By Alden Bentley and Medha Singh

  • Yen stronger on safe-haven flows
  • Focus on US inflation, Fed minutes
  • China stock rally fizzles, yuan eases

NEW YORK/LONDON, Oct 8 (Reuters) - The dollar held firm on Tuesday, treading water just under last week's seven-week highs as investors assessed the outlook for further U.S. rate cuts, with concerns about the conflict in the Middle East and China's struggling economy lending support.

The U.S. data calendar is relatively light this week. Investors will seek trading signals from Wednesday's release of minutes from the Federal Reserve's September meeting, where officials almost unanimously agreed to cut rates by 50 basis points, as well as Thursday's September Consumer Price Index report.

"Just given the market was probably caught too short the dollar on Friday, I think there is going to be caution and patience ahead of CPI on Thursday," said Vassili Serebriakov, FX strategist at UBS in New York.

The euro slipped 0.03% to $1.0971, still near the seven-week low of $1.09515 hit Friday. The pound edged 0.02% higher to $1.3085, after hitting a three-week low of $1.30595 on Monday.

Traders have shifted their expectations of monetary easing from the Fed this year. A strong jobs report last week gave credence to Fed Chair Jerome Powell's comments that the central bank would stick to its usual quarter-percentage-point rate reductions after it began its easing cycle with September's big cut.

New York Fed President John Williams, a permanent vote of the rate-setting Committee, echoed Powell's comments, telling the Financial Times in an interview that ran on Tuesday he did not consider the September move "as the rule of how we act in the future".

Markets are ascribing an 87% chance of a 25-basis-point reduction in November, the CME FedWatch tool showed, and some now bet on no cut at all. Just 50 bps of easing is priced in by December, down from more than 70 bps a week earlier.

The dollar index , which measures the U.S. currency against major rivals, rose 0.06% to 102.54.
"If soft enough, Thursday's CPI update could eventually help (in) calming the Fed doves' nerves and prevent the U.S. dollar from stepping into the medium-term bullish consolidation zone against many majors," said Ipek Ozkardeskaya, senior analyst at Swissquote Bank.
"If not, the no-November-cut pricing could take off, and that would mean higher yields, a stronger U.S. dollar across the board, weaker other currencies, and some negative pressure on equity valuations."

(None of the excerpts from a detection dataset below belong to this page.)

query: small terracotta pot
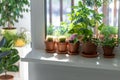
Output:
[103,46,114,56]
[0,75,14,80]
[68,43,80,55]
[82,41,97,55]
[45,41,55,51]
[57,42,67,53]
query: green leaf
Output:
[7,65,19,72]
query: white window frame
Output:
[31,0,45,49]
[31,0,120,53]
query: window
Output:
[46,0,120,35]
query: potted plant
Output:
[57,37,67,54]
[68,34,80,55]
[0,35,20,80]
[45,36,56,53]
[100,25,120,58]
[0,0,30,34]
[69,1,103,57]
[14,29,31,47]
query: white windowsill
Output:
[21,49,120,71]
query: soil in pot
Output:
[103,46,115,58]
[68,43,80,55]
[81,41,98,58]
[57,42,67,54]
[45,41,56,53]
[0,75,14,80]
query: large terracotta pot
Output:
[45,41,55,53]
[68,43,80,55]
[0,75,14,80]
[103,46,114,57]
[57,42,67,53]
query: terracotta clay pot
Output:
[0,75,14,80]
[57,42,67,54]
[68,43,80,55]
[45,41,55,53]
[103,46,115,58]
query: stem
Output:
[8,22,13,28]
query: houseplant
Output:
[69,1,103,57]
[0,0,30,33]
[100,25,120,58]
[0,34,20,80]
[68,34,80,55]
[14,29,31,47]
[57,36,67,54]
[45,36,56,53]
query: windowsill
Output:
[21,49,120,71]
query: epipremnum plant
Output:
[0,0,30,27]
[0,34,20,76]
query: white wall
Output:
[28,0,120,80]
[14,11,31,31]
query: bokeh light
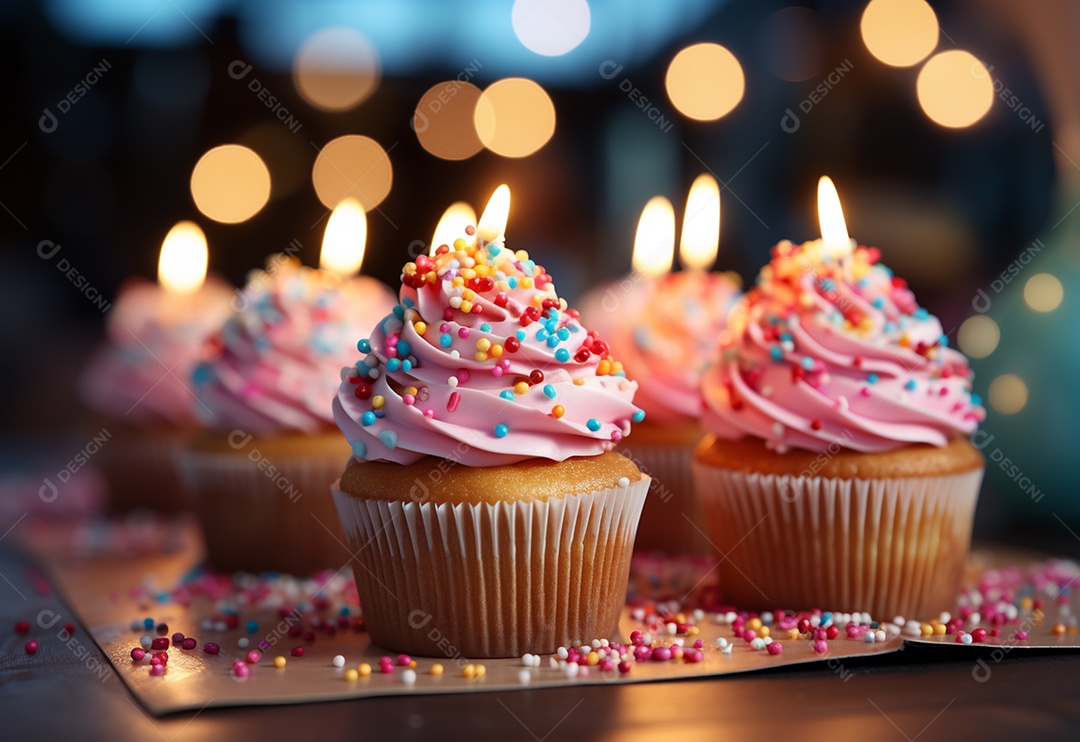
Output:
[191,145,270,224]
[916,49,994,129]
[957,314,1001,359]
[510,0,592,56]
[473,78,555,158]
[859,0,939,67]
[664,43,746,121]
[413,80,484,160]
[1024,273,1065,312]
[987,374,1027,415]
[311,134,393,212]
[293,27,380,111]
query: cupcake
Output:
[179,255,393,575]
[333,220,649,657]
[693,241,984,617]
[581,270,741,554]
[78,271,233,513]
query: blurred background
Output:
[0,0,1080,553]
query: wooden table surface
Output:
[0,548,1080,742]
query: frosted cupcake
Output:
[79,271,233,512]
[180,256,393,575]
[694,241,984,617]
[333,209,649,657]
[581,271,741,554]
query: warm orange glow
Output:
[191,145,270,224]
[632,195,675,278]
[429,201,477,257]
[476,184,510,243]
[158,221,210,294]
[678,173,720,270]
[413,80,484,160]
[311,134,393,211]
[859,0,939,67]
[293,27,380,111]
[473,78,555,158]
[916,49,994,129]
[664,43,746,121]
[319,199,367,278]
[818,175,854,258]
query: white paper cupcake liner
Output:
[179,439,350,576]
[333,477,649,660]
[618,439,712,555]
[693,461,983,620]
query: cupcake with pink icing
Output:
[180,255,393,575]
[79,236,233,512]
[581,270,741,554]
[333,189,649,657]
[694,236,984,618]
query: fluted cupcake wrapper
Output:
[333,477,649,661]
[178,444,350,576]
[693,461,983,620]
[618,439,712,554]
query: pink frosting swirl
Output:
[334,233,645,467]
[581,271,741,424]
[193,255,394,435]
[79,275,233,428]
[703,242,985,453]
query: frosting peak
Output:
[702,242,985,451]
[334,230,645,467]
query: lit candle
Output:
[818,175,855,260]
[319,198,367,279]
[428,201,476,257]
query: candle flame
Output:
[632,195,675,278]
[429,201,476,257]
[476,184,510,243]
[319,198,367,278]
[818,175,853,258]
[158,221,210,294]
[678,174,720,270]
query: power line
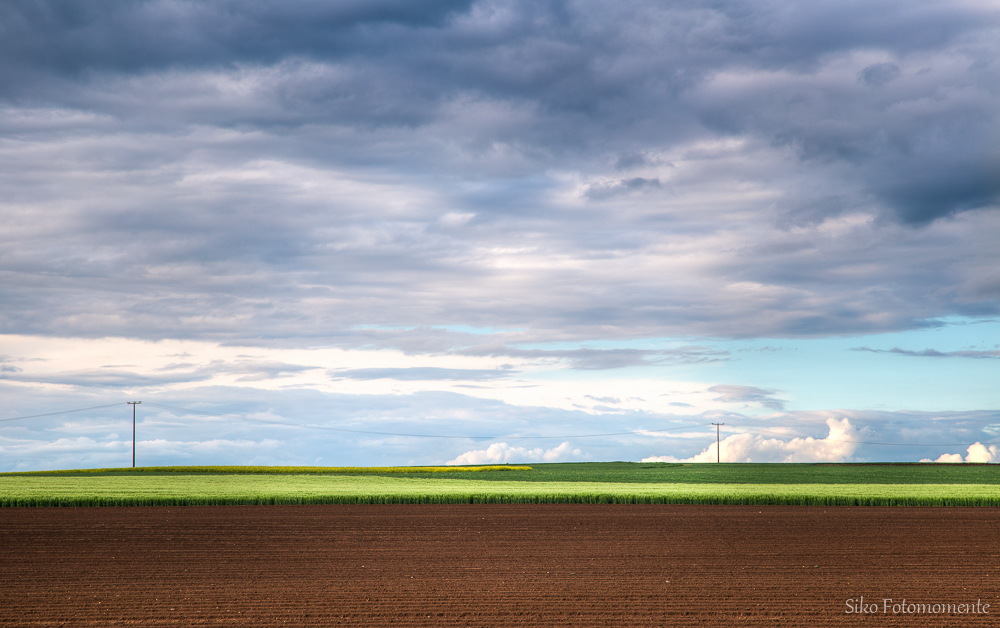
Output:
[145,401,703,440]
[0,402,122,423]
[0,401,1000,447]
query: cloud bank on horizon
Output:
[0,0,1000,469]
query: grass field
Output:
[0,463,1000,507]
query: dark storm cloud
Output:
[0,0,1000,344]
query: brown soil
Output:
[0,505,1000,627]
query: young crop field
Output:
[0,463,1000,507]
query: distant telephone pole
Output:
[125,401,142,469]
[708,423,725,466]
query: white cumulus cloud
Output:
[642,418,860,462]
[445,441,583,464]
[920,441,1000,462]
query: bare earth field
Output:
[0,505,1000,627]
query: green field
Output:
[0,462,1000,507]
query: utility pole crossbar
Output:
[125,401,142,469]
[712,423,725,463]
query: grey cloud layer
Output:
[0,0,1000,346]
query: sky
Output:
[0,0,1000,471]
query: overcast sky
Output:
[0,0,1000,470]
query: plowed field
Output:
[0,505,1000,627]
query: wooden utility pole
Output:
[126,401,142,469]
[712,423,725,463]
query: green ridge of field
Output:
[0,474,1000,507]
[0,464,531,477]
[9,462,1000,485]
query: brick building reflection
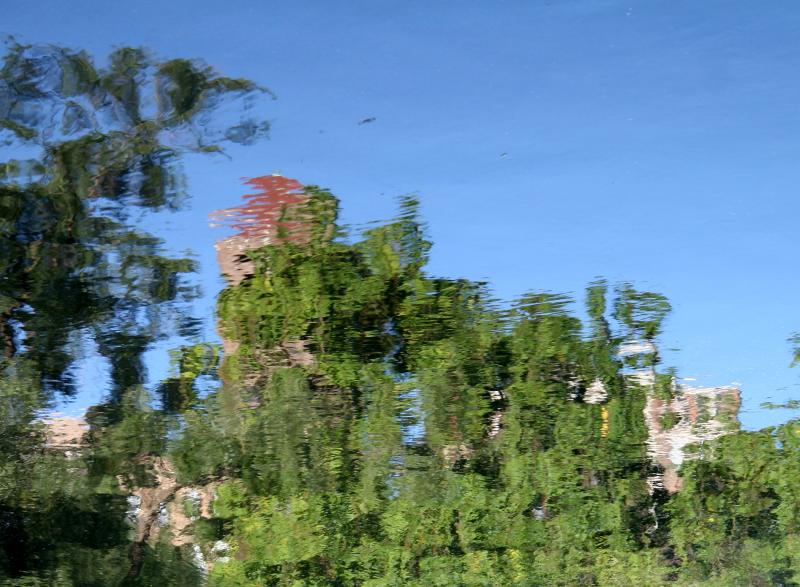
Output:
[211,175,308,286]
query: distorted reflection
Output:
[0,40,800,586]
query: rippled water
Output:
[0,2,800,586]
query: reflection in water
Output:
[0,40,800,586]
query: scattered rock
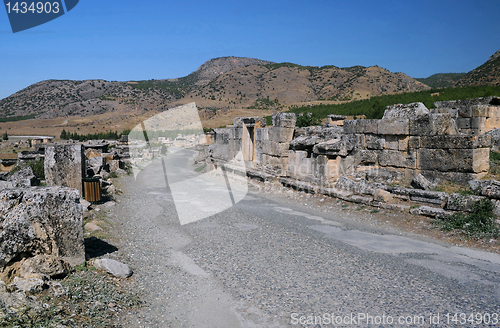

The benchmark 10-year U.S. Treasury yield remained above 4%, having touched the level on Monday for the first time in two months as traders curtailed wagers on big rate cuts.
Meanwhile, the Chinese yuan dropped to 7.0648 per dollar, while China's stock markets returned with a strong open after a week-long holiday break, but finished well off their highs as a lack of detail dented optimism around stimulus measures.
"I guess the markets were expecting more details. So that probably was much of the focus initially," said Serebriakov. "Not that there has been big moves on the back of that. I think the Aussie probably was the highlight today, just underperforming across the board.
The dollar rose to its highest price since Aug. 19 against the Canadian dollar and was last up 0.3% at C$1.3657. The Australian dollar slid 0.27% to US$0.6739, delving its lowest since Sept. 16.
In cryptocurrencies, bitcoin fell 1.42% to $62,106.00. Ethereum was flat to $2,441.30.